1994年のルワンダにおけるジェノサイドを考える国際デー (記念日 4月7日)

1994年のルワンダにおけるジェノサイドを考える国際デー

1994年4月7日から100日間で、ルワンダでは約80万人から100万人が組織的に殺害されました。当時の総人口の10%以上に相当します。

ルワンダにはフツ族とツチ族という二つの主要民族が暮らしていましたが、植民地時代にドイツやベルギーの統治下で両者の分断が制度化されました。ベルギーは1932年にIDカードで民族区分を明記させ、支配の都合によってツチ族を優遇したり、独立に際してはフツ族を支持するなど、その対立を深める政策をとりました。独立後にフツ族主導の政権が誕生すると、ツチ族への迫害が繰り返されました。

1993年(平成5年)、長年の内戦に終止符を打つアルーシャ和平合意が結ばれましたが、翌1994年4月6日夜、フツ族のジュベナル・ハビャリマナ大統領が乗った飛行機がキガリ空港上空で撃墜され、大統領は死亡しました。

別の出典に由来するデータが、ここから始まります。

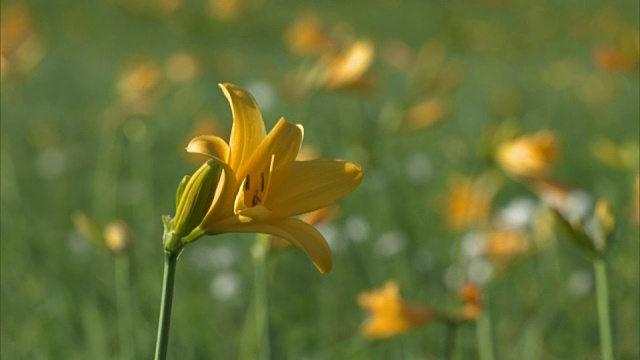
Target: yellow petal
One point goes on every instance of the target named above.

翌7日から、大統領警護隊と暴徒化したフツ族の民兵組織「インテラハムウェ」が一斉に動き出し、ツチ族および穏健派フツ族の住民を標的とした殺害が国内各地で始まりました。

国際社会の対応は遅れました。国連平和維持軍はルワンダに駐留していましたが、中立の立場を理由に介入を許可されず、主要国は自国民の退避を優先しました。「ジェノサイド」という言葉の使用そのものを各国政府が避けたとも指摘されています。虐殺が終結したのは、ツチ族主体の反政府勢力「ルワンダ愛国戦線(RPF)」が7月に全土を制圧したことによるものでした。

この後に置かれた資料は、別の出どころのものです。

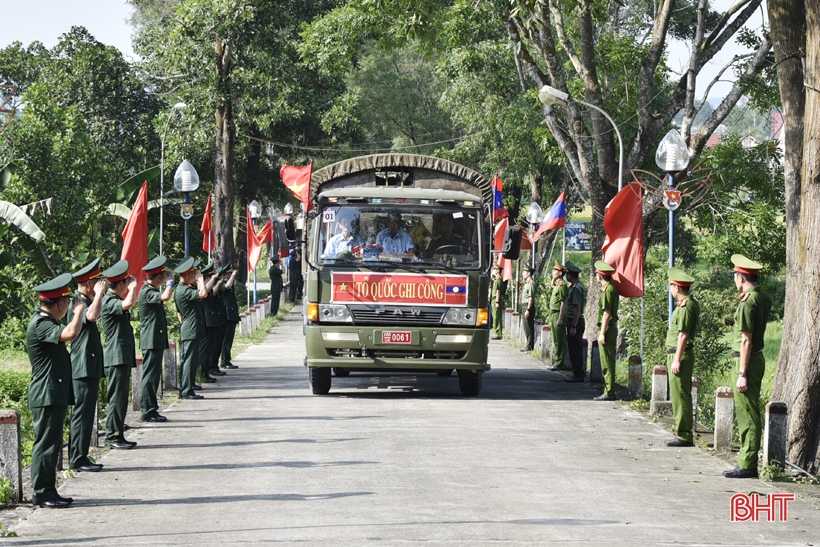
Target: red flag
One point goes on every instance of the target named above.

虐殺後のルワンダでは、民族の区別を公的に廃止する政策が進められました。地域社会が主体となった「ガチャチャ法廷」が設けられ、加害者の審理と社会復帰が図られています。国連は2003年の総会決議により、虐殺が始まった4月7日を「1994年のルワンダにおけるジェノサイドを考える国際デー」として制定しました。この日は犠牲者を追悼し、ジェノサイドという行為の防止を国際社会に呼びかける機会と位置づけられています。